Surgen así una naciente clase media y nuevos grupos empresariales, muchos
surgidos a la sombra del Estado.
Las sociedades modernas se caracterizan por el predominio
de normas y leyes que definen las relaciones sociales, donde se desarrolla el
individualismo y las decisiones pasan ser determinadas por idoneidad y
competencia y cada vez menos por influencias o compadrazgos. Costa Rica
transitaba por esa ruta, no sin altibajos, cuando la sorprenden las crisis del
petróleo de los setentas y afloran las limitaciones del modelo de crecimiento,
hasta hacer crisis en agosto de 1981, luego de un endeudamiento externo
galopante que vino a profundizar la gravedad de la crisis con el intento
fallido de evitar los ajustes ineludibles en lo fiscal y, particularmente, en
un sector externo vulnerable a cambios en los términos del intercambio.
La respuesta a la crisis de pagos externos incluyó una
importante diversificación de las exportaciones y una reducción del
proteccionismo. Se han logrado atraer con éxito grandes empresas
transnacionales, de altísima productividad, y se ha desarrollado el turismo.
Pero estos sectores de alto crecimiento no contribuyen fiscalmente y no se
acomete, en treinta años, una reforma fiscal. El Estado en su anemia fiscal,
deja de construir la infraestructura pública y asume nuevas funciones de
control y supervisión sin dotársele de los recursos necesarios y sin realizarse
la necesaria revisión de sus funciones históricas heredadas, ¡sigue produciendo
hasta licores!, y con una planilla desproporcionada en tamaño y niveles de
remuneración. Asimismo no se han modernizado las condiciones de competitividad
para el empresariado nacional.
En medio de esta transición desordenada hacia la
modernidad, sin claridad de un proyecto nación, estallan los grandes casos de
corrupción. La necesaria confianza en un régimen objetivo e impersonal,
fundamentado en la legalidad, se hace añicos. Emerge nuevamente la desconfianza
ancestral de los serranos. La respuesta jurídica ha sido generar cada vez
mayores controles, con lo cual, se traslada el poder de las autoridades
políticas a los mandos medios (los guardianes de los procedimientos
crecientemente reglamentados) y a la Sala Constitucional, cuyo único norte
pareciera ser la salvaguardia de los procedimientos y una invasión
inmisericorde de competencias de todos los poderes, incluido el propio Poder
Judicial. Así se ha dificultado el accionar público por razones fiscales y
legales y, para colmos, los intentos de hacer obra mediante procedimientos
expeditos ante la asfixia reglamentaria, han terminado en los abusos más
sonoros, con el descrédito de los procedimientos de emergencia.

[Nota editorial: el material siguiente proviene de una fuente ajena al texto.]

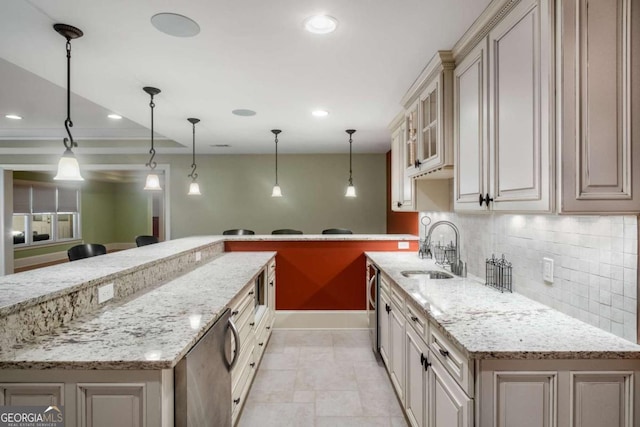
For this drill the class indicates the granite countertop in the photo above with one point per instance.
(152, 331)
(322, 237)
(488, 324)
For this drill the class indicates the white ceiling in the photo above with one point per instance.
(250, 54)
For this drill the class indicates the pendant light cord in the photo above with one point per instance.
(350, 171)
(69, 142)
(151, 163)
(193, 175)
(276, 159)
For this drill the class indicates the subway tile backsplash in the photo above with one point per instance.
(595, 260)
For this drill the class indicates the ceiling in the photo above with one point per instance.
(251, 54)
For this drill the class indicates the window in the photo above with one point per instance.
(44, 213)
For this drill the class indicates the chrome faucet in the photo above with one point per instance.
(458, 266)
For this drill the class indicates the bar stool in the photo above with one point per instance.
(146, 240)
(238, 231)
(86, 251)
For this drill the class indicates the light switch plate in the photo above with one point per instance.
(403, 245)
(547, 270)
(105, 293)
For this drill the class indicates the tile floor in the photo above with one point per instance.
(318, 378)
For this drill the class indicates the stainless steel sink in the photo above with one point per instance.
(427, 274)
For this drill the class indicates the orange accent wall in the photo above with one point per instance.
(319, 274)
(399, 222)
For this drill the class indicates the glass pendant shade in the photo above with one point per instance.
(153, 182)
(351, 191)
(194, 189)
(68, 168)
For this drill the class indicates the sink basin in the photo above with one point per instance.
(427, 274)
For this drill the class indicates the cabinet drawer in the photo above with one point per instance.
(452, 359)
(416, 319)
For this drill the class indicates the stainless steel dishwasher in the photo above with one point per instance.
(202, 379)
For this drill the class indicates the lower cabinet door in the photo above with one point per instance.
(416, 384)
(449, 406)
(396, 339)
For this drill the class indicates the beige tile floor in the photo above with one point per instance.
(321, 378)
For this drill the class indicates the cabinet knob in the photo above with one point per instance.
(485, 199)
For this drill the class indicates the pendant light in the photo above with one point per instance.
(153, 182)
(194, 188)
(351, 190)
(68, 167)
(276, 192)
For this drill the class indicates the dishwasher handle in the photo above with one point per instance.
(236, 337)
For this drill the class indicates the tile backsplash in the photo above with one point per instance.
(595, 276)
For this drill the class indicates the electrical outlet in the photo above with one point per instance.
(547, 270)
(105, 293)
(403, 245)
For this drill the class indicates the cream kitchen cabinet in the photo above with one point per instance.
(600, 104)
(429, 120)
(503, 96)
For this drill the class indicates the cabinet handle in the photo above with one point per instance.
(485, 199)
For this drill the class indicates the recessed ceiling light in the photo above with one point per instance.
(244, 112)
(175, 25)
(320, 113)
(320, 24)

Mientras tanto el mundo se globaliza y estalla el
consumismo como medio de conducta universal. Este encuentra terreno fértil en la
sociedad costarricense, crecientemente desigual fruto de los desequilibrios
macroeconómicos y el modelo de crecimiento. En este marco, irrumpe con fuerza
el crimen organizado, con una dimensión transnacional producto de un
determinismo geográfico inescapable, así se deterioran las condiciones de vida,
con mayor impacto en la población de menores ingresos que puede protegerse menos
de la inseguridad.
Finalmente, se desarrolló una leyenda urbana: la gran
conspiración neoliberal, la cual supuestamente transformó el modelo de
desarrollo de acuerdo con esta ideología, y provocó la concentración del
ingreso. Una explicación fácil, y como tal, atractiva, de lo que es de suyo un
problema complejo, y que sustituye el análisis, e incluso hace innecesaria la
propuesta seria (¡sería suficiente sacar del poder a los neoliberales!). Así,
al descontento justificado se le agrega la confusión injustificada.

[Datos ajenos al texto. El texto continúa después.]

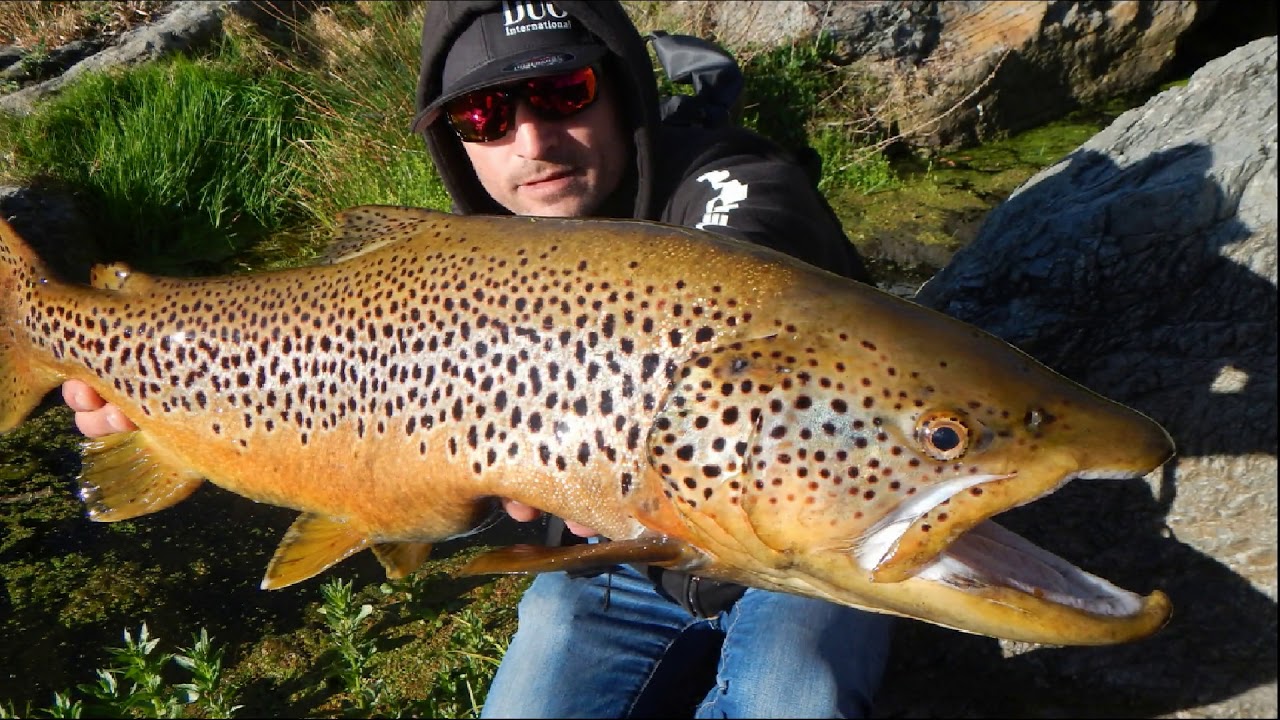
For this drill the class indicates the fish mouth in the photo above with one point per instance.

Para revertir las fuerzas centrífugas, debemos partir del
análisis de nuestra realidad para, sobre bases sólidas, dimensionar el cambio
necesario. Solo así podremos transformar el descontento en una fuerza positiva
de cambio político. La complejidad del diagnóstico obliga a soluciones
extraordinarias que, sin traicionar los principios democráticos, genere una
plataforma multipartidista de transformación profunda.